まず、はじめに、既にご存知の方も多いと思いますが、PCoIPプロトコルの特徴をおさらいします。

  • PCoIPのプロトコルの特徴
    Build to Lossless(可逆圧縮)、QOS/COSにももちろん対応もしていますが、最大の特徴の1つは、最初の画面表示の際に回線帯域の空き状況に合わせて、下記の3段階で表示画質を上げる事です。
    1 .  最初に高い圧縮率の非可逆(粗い)イメージがクライアントに送信され、イメージコンテンツがクライアント側にキャッシュされる
    2 .  知覚的可逆圧縮のイメージが表示される
    3 .  高品質(可逆圧縮)のイメージが表示される
    その為、初期画面表示する際にアクセスが集中化しても回線帯域に併せて少しずつ表示画質レベルを向上させています。このように回線使用率の向上と、ネットワーク輻輳を軽減し、自動的に最適化を行うことが可能なプロトコルと言えます。
    さらに、Flash Playerを使用している場合に、回線帯域が少ない環境では、画質を落とし、Flash Player上の表示画面にマウスがある時のみ画質を向上するといった事も可能です。

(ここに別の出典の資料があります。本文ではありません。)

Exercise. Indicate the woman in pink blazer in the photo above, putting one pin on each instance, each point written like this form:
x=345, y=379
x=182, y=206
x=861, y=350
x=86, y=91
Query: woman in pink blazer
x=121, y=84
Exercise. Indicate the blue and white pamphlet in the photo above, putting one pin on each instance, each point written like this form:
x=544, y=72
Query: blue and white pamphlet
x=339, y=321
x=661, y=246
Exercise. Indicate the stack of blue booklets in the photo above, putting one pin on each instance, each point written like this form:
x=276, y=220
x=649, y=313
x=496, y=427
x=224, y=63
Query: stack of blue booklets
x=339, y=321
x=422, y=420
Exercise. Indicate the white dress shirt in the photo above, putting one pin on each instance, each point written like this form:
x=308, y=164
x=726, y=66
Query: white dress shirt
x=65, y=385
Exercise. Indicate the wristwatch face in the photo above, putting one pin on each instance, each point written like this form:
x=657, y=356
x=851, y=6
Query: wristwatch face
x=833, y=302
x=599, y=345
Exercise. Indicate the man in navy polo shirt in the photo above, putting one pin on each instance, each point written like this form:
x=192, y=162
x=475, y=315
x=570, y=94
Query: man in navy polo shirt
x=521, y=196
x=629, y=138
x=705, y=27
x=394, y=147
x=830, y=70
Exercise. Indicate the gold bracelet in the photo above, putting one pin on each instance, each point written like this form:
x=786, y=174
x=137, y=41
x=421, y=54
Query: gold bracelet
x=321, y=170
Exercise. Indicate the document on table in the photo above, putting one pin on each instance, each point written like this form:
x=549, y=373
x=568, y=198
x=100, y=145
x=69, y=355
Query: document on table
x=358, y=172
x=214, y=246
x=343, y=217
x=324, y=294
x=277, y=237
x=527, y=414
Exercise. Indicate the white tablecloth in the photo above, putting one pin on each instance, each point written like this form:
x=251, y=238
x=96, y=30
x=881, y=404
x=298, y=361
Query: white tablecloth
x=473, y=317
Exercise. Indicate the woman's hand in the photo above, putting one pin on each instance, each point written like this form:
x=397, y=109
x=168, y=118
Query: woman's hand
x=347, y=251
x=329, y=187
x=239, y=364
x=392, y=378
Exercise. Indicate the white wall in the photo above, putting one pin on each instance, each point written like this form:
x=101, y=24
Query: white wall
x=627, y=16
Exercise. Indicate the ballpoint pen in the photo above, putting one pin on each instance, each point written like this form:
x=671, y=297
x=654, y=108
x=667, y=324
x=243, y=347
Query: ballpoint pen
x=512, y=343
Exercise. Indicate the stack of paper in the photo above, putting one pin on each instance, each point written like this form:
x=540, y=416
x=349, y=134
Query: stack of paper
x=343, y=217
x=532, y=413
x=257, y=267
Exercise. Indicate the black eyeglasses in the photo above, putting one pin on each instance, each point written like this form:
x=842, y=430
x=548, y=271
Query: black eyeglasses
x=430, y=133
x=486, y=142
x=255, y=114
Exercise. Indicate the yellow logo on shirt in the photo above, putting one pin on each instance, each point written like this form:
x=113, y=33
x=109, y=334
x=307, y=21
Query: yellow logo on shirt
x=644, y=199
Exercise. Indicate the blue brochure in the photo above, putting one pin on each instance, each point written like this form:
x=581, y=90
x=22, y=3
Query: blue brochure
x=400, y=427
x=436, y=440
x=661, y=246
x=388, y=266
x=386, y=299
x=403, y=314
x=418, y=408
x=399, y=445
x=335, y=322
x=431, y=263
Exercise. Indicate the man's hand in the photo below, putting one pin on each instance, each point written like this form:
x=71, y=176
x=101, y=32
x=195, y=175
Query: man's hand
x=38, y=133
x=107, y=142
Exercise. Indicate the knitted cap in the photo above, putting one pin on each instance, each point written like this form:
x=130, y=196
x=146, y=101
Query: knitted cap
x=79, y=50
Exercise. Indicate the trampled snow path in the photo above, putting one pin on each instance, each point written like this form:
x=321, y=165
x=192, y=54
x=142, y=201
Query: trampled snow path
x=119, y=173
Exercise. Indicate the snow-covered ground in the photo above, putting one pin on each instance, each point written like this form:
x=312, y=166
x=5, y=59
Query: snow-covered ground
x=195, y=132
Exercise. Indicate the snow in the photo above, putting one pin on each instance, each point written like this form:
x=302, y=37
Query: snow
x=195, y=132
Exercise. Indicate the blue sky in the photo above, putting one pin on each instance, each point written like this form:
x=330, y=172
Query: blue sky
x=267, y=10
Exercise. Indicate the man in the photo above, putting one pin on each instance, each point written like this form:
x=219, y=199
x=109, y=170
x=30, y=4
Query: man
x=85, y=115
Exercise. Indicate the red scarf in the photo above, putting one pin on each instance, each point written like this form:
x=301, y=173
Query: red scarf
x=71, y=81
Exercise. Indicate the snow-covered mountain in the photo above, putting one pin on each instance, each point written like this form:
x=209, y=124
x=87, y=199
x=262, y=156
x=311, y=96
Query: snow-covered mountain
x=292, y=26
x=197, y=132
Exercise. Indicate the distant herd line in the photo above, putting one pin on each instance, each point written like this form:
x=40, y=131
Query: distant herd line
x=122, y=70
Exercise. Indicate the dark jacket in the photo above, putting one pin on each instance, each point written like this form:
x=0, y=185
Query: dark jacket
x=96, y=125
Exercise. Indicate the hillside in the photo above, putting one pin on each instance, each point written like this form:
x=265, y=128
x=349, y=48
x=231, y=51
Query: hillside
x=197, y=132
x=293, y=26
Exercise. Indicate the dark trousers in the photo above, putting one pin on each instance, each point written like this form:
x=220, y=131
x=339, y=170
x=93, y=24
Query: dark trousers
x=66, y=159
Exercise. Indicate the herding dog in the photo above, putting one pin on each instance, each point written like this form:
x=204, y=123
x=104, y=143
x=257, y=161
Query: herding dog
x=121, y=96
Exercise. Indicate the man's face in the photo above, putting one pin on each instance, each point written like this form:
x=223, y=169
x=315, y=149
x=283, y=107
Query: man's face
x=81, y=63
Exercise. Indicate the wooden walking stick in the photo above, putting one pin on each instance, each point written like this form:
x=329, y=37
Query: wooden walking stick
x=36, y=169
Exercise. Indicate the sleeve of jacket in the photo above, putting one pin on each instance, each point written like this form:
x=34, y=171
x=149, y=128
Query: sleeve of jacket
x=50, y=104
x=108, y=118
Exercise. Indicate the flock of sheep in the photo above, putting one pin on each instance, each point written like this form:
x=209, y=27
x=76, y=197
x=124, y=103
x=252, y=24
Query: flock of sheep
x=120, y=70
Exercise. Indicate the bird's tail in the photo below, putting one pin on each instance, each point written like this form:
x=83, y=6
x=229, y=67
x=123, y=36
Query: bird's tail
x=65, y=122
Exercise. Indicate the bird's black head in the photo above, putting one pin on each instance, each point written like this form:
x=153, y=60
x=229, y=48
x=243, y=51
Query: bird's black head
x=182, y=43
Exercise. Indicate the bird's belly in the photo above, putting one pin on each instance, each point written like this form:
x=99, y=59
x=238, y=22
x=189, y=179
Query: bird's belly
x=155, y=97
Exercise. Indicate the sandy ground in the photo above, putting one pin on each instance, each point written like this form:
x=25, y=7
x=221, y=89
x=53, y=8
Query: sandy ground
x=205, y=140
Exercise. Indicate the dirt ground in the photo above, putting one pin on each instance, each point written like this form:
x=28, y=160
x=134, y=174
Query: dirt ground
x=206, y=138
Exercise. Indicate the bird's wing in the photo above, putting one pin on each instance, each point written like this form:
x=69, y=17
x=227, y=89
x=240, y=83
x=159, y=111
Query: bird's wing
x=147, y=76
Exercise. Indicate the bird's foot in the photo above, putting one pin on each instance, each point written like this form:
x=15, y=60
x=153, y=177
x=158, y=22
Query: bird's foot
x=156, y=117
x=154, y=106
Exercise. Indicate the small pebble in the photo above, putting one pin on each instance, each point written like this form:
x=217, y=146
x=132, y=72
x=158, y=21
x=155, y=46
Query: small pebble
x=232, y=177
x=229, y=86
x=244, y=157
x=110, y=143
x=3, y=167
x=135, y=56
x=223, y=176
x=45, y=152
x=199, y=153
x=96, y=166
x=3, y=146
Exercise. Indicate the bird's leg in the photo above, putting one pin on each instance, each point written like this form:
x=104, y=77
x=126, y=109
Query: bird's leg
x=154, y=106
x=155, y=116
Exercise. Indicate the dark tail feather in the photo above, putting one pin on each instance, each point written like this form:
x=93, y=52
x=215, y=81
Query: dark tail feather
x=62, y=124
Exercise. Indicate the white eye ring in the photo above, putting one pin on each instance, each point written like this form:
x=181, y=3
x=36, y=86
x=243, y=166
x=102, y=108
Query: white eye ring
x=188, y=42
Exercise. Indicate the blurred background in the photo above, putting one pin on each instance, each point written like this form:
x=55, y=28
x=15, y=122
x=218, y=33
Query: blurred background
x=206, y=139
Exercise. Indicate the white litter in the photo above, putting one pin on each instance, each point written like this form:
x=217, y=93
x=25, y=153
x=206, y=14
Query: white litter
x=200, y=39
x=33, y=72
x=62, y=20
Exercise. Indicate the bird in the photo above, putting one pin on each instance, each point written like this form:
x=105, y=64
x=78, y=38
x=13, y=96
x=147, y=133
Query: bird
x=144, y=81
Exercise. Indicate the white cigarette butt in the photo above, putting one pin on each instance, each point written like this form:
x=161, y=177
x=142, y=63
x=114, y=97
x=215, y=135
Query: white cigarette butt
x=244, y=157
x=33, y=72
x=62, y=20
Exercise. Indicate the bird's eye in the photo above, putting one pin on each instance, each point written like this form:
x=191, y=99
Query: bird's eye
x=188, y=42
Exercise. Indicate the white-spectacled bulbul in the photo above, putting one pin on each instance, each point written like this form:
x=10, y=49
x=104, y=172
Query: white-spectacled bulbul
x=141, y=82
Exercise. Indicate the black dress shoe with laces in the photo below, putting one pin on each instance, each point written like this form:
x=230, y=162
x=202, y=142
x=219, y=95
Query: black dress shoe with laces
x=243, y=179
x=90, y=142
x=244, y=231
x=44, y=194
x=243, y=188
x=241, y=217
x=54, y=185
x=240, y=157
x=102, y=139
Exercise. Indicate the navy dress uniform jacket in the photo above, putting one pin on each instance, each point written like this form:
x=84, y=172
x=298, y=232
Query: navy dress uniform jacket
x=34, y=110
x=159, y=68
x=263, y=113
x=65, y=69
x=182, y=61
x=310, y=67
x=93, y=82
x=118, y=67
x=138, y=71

ここまでは、ご存知の方も多いのではないかと思います。 さて、今回の投稿では、Horizon 6にてリモートディスプレイプロトコルであるPCoIPにおける一部のアルゴリズム変更とデフォルト値の変更による効果をご紹介します。

  • Horizon 6 PCoIP拡張機能
    Horizon 6を導入するお客様環境に合わせた画面描画及び使用されるネットワーク帯域幅を最適化する事ができます。 PCoIPは、可能な限り、ユーザー環境を快適に提供するために、ネットワークの利用可能な帯域に合わせて柔軟に適応するプロトコルです。しかし、特定条件のネットワーク環境において、特にワイドエリアネットワーク(WAN)環境等の低帯域幅の場合には、ネットワークに合わせた設定をした方が良い場合がありました。というのも、従来PCoIP ( Horizon View 5.3まで)では、可逆圧縮設定とし、完全な画像描画を行う設定がデフォルト設定でしたが、お客様やパートナー企業の声を反映し、VMwareとTeradici社のPCoIPはデフォルト設定に変更を加えました。その内容は、Horizon 6 PCoIPにおいてネットワーク輻輳及び非可逆圧縮におけるネットワーク帯域幅管理機能の強化です。これにより、特に、WANおよび無線ネットワークにおいて最良のパフォーマンスを提供する事ができるようになります。無線デバイスを利用される方々に従来のネットワーク使用帯域幅の30%削減する事ができます。また、Horizon 6ユーザは、この機能強化より新たな設定をせずこの恩恵を受けることが可能となります。

※補足説明 : データ圧縮レベルの違いによる特徴
・  完全な可逆圧縮:データをロスさせることなく、元のデータを圧縮データから完全に再構築できます。
・  知覚的可逆圧縮:元のデータの完全性は多少失われますが、目に見えない部分のデータを削除してあたかも全ての描画をしているかのように表示します。そして、完全な可逆圧縮よりも帯域幅とコンピューティングリソースを節約できます。

  • ネットワーク帯域幅管理の機能強化
    次のグラフは、新たな帯域幅管理アルゴリズムの強化により改善された結果を示しています。
    グラフ内には、パケットロスの無い環境において、レイテンシ 50msの5Mbpsネットワークでは、新たな帯域幅管理アルゴリズムにより、480pの映像において20%以上のフレームレート(frame/sec)を向上させ、17%のフレームレートの標準偏差を減少させる事で安定的なフレーム送信が可能となり画像描画の滑らかさを維持することができる事がわかります。
    さらに、1%のパケットロスをしてしまう環境においても、40%以上のフレームレート(frame/sec)を向上させ、59%のフレームレートの標準偏差を減少させる事で、大幅に機能改善した事を示しています。

480p_NB1※RTT : ラウンドトリップタイム

という事で、前半部分については、PCoIPの基本的な特徴とHorizon 6 PCoIP帯域制御アルゴリズムの変更と初期設定変更による効果をご紹介しました。
次回、Horizon 6 のPCoIP を使いこなすポイントをご紹介させて頂きます。